Earlier, Duterte poked fun at a Cabinet official for having “plenty of women” during a response briefing on the effects of Typhoon “Ulysses” (international name: Vamco).
He then joked about an acquaintance who died because of the lack of women.
When asked to comment on the President’s remarks, presidential spokesperson Harry Roque Jr. said the former just wanted to lighten the mood in light of the many problems faced by the country.
Not to be tolerated
Dumpit condemned “the normalization and trivialization of sex jokes and sexual objectification of women” as she reminded the President and other government officials that such remarks were forms of violence against women “and should not be tolerated nor excused.”
She pointed out that the Philippines was a signatory to the Convention on the Elimination of All Forms of Discrimination Against Women, adding that there were laws that oblige the government to prevent all forms of violence.

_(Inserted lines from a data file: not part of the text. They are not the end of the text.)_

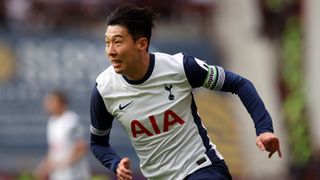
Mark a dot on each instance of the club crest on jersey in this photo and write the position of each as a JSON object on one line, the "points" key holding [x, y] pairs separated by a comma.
{"points": [[168, 88]]}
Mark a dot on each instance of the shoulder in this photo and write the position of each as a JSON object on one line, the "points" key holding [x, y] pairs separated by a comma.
{"points": [[168, 62]]}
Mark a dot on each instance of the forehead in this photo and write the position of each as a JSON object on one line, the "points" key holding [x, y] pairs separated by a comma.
{"points": [[116, 31]]}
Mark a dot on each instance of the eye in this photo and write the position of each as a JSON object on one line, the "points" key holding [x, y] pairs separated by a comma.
{"points": [[117, 42]]}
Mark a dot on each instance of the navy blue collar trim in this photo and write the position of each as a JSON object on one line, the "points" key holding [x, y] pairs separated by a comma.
{"points": [[146, 76]]}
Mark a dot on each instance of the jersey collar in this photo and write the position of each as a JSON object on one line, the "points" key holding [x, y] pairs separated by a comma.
{"points": [[146, 76]]}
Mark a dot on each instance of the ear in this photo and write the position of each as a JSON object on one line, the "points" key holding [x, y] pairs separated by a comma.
{"points": [[142, 43]]}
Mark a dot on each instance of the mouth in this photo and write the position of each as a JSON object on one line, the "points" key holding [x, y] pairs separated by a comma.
{"points": [[116, 63]]}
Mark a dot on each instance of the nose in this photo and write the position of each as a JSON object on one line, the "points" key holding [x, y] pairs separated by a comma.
{"points": [[111, 52]]}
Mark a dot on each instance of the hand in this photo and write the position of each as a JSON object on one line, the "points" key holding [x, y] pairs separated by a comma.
{"points": [[123, 170], [269, 142]]}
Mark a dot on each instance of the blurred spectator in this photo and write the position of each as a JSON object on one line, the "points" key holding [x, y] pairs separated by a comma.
{"points": [[66, 158], [17, 13]]}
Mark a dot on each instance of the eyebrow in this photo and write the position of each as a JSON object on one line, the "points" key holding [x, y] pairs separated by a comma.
{"points": [[115, 36]]}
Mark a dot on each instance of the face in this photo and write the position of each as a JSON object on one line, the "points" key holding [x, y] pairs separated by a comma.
{"points": [[121, 49]]}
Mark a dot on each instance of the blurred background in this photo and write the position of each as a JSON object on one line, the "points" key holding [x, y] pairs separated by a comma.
{"points": [[46, 45]]}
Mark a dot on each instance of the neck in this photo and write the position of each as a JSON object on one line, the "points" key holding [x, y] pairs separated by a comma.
{"points": [[140, 68]]}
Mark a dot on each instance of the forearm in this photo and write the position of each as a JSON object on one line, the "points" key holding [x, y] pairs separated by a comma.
{"points": [[104, 153]]}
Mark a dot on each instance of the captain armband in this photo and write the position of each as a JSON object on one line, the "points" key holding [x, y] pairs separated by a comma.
{"points": [[215, 78]]}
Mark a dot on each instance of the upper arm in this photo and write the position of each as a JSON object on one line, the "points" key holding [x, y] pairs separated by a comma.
{"points": [[200, 73], [101, 119]]}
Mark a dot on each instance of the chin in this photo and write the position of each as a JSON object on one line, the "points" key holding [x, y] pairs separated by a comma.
{"points": [[118, 71]]}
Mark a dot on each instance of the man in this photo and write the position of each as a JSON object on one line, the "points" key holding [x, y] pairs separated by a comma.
{"points": [[66, 158], [150, 94]]}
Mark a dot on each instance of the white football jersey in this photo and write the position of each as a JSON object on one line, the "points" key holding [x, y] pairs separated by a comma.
{"points": [[160, 116], [62, 133]]}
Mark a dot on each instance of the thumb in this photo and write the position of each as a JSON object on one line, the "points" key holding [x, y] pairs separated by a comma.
{"points": [[126, 162], [260, 144]]}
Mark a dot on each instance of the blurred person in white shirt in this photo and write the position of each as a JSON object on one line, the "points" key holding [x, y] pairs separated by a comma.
{"points": [[66, 157]]}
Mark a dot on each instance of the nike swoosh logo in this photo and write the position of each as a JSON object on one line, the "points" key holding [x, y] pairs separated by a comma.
{"points": [[122, 107]]}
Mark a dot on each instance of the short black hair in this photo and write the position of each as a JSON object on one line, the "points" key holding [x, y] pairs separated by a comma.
{"points": [[138, 20]]}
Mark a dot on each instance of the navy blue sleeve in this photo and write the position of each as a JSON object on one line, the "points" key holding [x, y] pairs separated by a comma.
{"points": [[199, 74], [249, 97], [101, 123], [195, 73]]}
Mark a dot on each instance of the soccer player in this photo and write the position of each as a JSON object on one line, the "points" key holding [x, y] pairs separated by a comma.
{"points": [[151, 95], [66, 158]]}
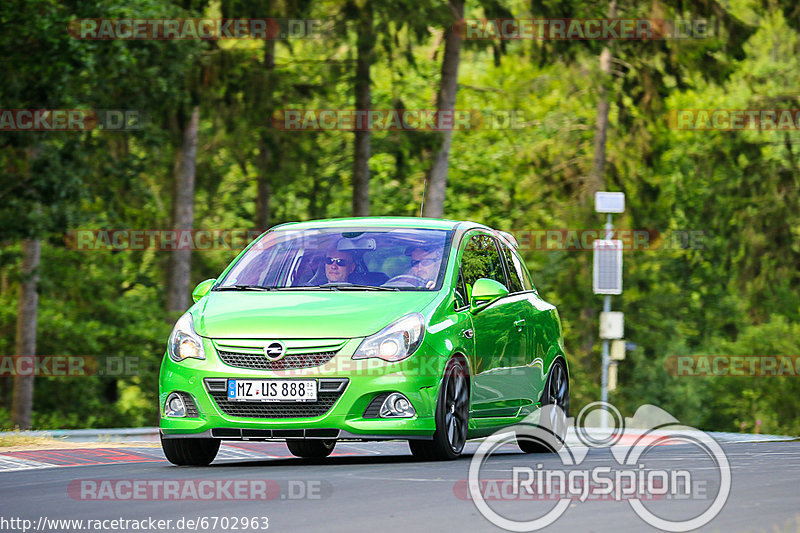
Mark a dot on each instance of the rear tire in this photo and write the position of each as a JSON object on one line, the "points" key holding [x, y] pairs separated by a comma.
{"points": [[452, 416], [551, 433], [310, 449], [190, 452]]}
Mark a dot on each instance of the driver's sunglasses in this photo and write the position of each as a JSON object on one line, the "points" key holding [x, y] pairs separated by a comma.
{"points": [[423, 262], [338, 260]]}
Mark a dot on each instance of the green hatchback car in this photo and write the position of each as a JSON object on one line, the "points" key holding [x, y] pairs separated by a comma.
{"points": [[364, 329]]}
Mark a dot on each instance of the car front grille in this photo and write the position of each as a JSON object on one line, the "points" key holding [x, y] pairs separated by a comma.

“Dismissal of remarks that make light of women’s sexual objectification and which justify the same as a ‘means of coping’ with stress send the message that sexism in government is normal and that the government takes the issues of women and girls lightly,” Dumpit said. She also questioned the prudence of such remarks especially as women were disproportionately affected by the recent typhoons to hit the country.
“We remind the President that during the height of the typhoon, a girl was raped and was later found half-naked, bleeding and unconscious on a vacant lot in Paluig, Zambales; a woman gave birth in an evacuation center; and many women and girls had to deal with the impact of the disaster — often left to source water, food, and care for children, the ill and the elderly,” Dumpit said.
“Rather than the sexual objectification of women—seeing women’s only function is to serve men’s sexual pleasures — what should have been made visible in the briefing is the need for immediate and mainstreamed gendered responses and addressing the importance of protecting women and girls during and postdisaster,” she added.